Some Residents are ” unhappy at the cost and lack of communication”
I suggest Residents read their Lease, and if required seek Legal advice,
Extract of a news report from BBC News – Bath, by Emma Elgee and Scott Ellis
“People living in one of Bath’s most iconic buildings say they are horrified after being asked to pay £ 10,000 each for repairs to historic vaults in front of their homes”
“The steel bars in The Empires vaults are severely corroded and beyond economic repair, a report has found. Residents claim they were not aware the vaults were their responsibility.
“The dispute with the former management company, Firstport, will be heard at a tribunal in November”
This News article continues, and is posted online
MR STEPHEN BURNS
I suggest that “Hallsville Quarter” residents request an up-to-date copy of their building insurance from their Freeholder or Managing Agent, and examine it closely?
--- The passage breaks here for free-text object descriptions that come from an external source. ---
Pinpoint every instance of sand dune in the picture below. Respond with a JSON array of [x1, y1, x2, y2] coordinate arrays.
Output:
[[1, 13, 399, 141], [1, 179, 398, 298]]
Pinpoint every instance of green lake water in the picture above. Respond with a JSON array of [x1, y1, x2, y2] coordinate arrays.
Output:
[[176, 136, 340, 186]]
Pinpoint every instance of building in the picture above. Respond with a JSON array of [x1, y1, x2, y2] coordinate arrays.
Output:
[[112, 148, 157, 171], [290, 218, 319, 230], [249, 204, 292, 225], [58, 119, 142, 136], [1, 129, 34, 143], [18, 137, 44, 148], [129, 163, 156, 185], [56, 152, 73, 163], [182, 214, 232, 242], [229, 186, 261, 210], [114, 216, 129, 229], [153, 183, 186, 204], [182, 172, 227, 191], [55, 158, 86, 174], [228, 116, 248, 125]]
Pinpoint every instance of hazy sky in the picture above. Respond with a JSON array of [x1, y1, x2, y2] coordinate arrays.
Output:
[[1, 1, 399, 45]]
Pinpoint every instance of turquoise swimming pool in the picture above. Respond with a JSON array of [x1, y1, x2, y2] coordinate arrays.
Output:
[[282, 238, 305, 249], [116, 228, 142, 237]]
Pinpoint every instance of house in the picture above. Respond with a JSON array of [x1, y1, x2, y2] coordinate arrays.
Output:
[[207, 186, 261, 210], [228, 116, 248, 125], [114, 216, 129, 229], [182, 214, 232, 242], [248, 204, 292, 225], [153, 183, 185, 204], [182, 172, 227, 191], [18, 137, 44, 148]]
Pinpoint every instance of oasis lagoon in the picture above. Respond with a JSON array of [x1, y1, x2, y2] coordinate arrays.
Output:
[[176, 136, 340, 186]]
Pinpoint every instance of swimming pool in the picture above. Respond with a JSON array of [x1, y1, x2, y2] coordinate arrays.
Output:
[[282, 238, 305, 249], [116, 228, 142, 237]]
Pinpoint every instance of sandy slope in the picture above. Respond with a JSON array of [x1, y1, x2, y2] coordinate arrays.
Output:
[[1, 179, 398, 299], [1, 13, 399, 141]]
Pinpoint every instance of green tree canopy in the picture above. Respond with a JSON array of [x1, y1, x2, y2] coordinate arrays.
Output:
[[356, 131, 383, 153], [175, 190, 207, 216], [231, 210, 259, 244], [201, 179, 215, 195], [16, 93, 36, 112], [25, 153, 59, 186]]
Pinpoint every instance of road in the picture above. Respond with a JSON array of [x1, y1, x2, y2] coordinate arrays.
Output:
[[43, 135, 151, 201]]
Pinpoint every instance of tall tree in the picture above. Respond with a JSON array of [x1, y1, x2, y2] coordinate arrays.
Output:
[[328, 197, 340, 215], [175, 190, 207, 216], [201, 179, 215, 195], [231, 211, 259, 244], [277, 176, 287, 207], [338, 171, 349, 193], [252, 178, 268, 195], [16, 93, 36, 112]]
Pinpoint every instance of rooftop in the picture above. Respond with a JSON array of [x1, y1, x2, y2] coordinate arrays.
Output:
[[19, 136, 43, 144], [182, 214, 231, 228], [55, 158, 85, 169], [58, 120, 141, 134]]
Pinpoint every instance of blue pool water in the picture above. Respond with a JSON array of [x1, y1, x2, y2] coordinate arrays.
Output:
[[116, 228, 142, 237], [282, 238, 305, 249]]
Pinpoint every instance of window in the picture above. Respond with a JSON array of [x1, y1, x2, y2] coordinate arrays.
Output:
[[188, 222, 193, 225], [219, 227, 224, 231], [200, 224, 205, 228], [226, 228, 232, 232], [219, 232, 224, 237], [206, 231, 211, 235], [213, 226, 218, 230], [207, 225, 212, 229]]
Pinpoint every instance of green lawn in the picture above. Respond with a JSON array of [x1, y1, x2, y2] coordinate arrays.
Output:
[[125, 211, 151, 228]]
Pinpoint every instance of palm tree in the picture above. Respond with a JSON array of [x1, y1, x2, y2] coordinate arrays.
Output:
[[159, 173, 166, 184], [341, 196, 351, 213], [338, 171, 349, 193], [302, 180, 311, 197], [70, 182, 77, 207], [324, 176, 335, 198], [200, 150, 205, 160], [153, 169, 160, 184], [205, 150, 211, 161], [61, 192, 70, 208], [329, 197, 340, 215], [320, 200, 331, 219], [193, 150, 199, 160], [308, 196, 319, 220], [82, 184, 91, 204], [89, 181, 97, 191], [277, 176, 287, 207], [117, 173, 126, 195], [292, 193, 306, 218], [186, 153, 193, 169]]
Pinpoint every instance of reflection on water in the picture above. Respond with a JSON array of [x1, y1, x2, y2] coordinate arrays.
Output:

Look out for what is and is not covered in your insurance policy, If the policy does not include goods and services that are being employed to put matters right at your home, then the Leaseholders may well find themselves having to pay that expense out of your own pocket.
There are numerous recent examples of Leaseholders being under insured when things suddenly and unexpectedly go wrong, through no fault of their own. In almost every case I am aware of the Freeholder and Managing Agent pay nothing towards rectification costs, the Burden is nearly always shouldered by the unwitting Leaseholder at considerable personal expense, allegedly.
My advice is always take Legal advice from a qualified Professional, it may prove money well spent in the long term
There have been too many cases where it takes too long for buildings insurance to protect leaseholders when they have to be decanted. We had another example today where the Railpen owned site in Ipswich had some of their residents decanted. Fortunately the local council found temporary accommodation – but not the best. The problem is not necessarily under insurance but the speed which all agents move. You may remember we highlighted the issues faced by Citiscape some years ago. However it is worth checking your insurance and asking the agent what would happen if you could not stay in your home as some insurance policies are not as comprehensive as others.
I totally agree.
The Freeholders should, in my humble opinion, be cash rich! They get a “vast amounts of cash each Year in terms of Ground Rent which is pretty much money for old rope” So what do they do with it? Answer? “They Trouser It”
The “Freeholder” then employs an acceptable “Managing Agent” in some cases “themselves” to look after a property they are the “Freeholders” of.
So, when things go horribly wrong, they can cast blame at anyone apart from themselves, and say, “It has nothing to do with me” and blame in this case the insurer.
Mr. Liam Spenders article on “insurance” is worth several long reads to fully grasp and understand this “Racket” allegedly
It is a racket purely designed to protect the Freeholder and their appointed Managing Agent from any Financial or any other accountability, allegedly.
The outcome of this and other similar disasters will speak volumes! in terms of Justice for Leaseholders.
LKP please continue the good fight and publish wrongdoing wherever it may occur, not forgetting sloppy managing agents and the like.
On a personal note, I have always found it useful to pay my home insurance up front and in full, that way it can avoid any possible future misunderstandings.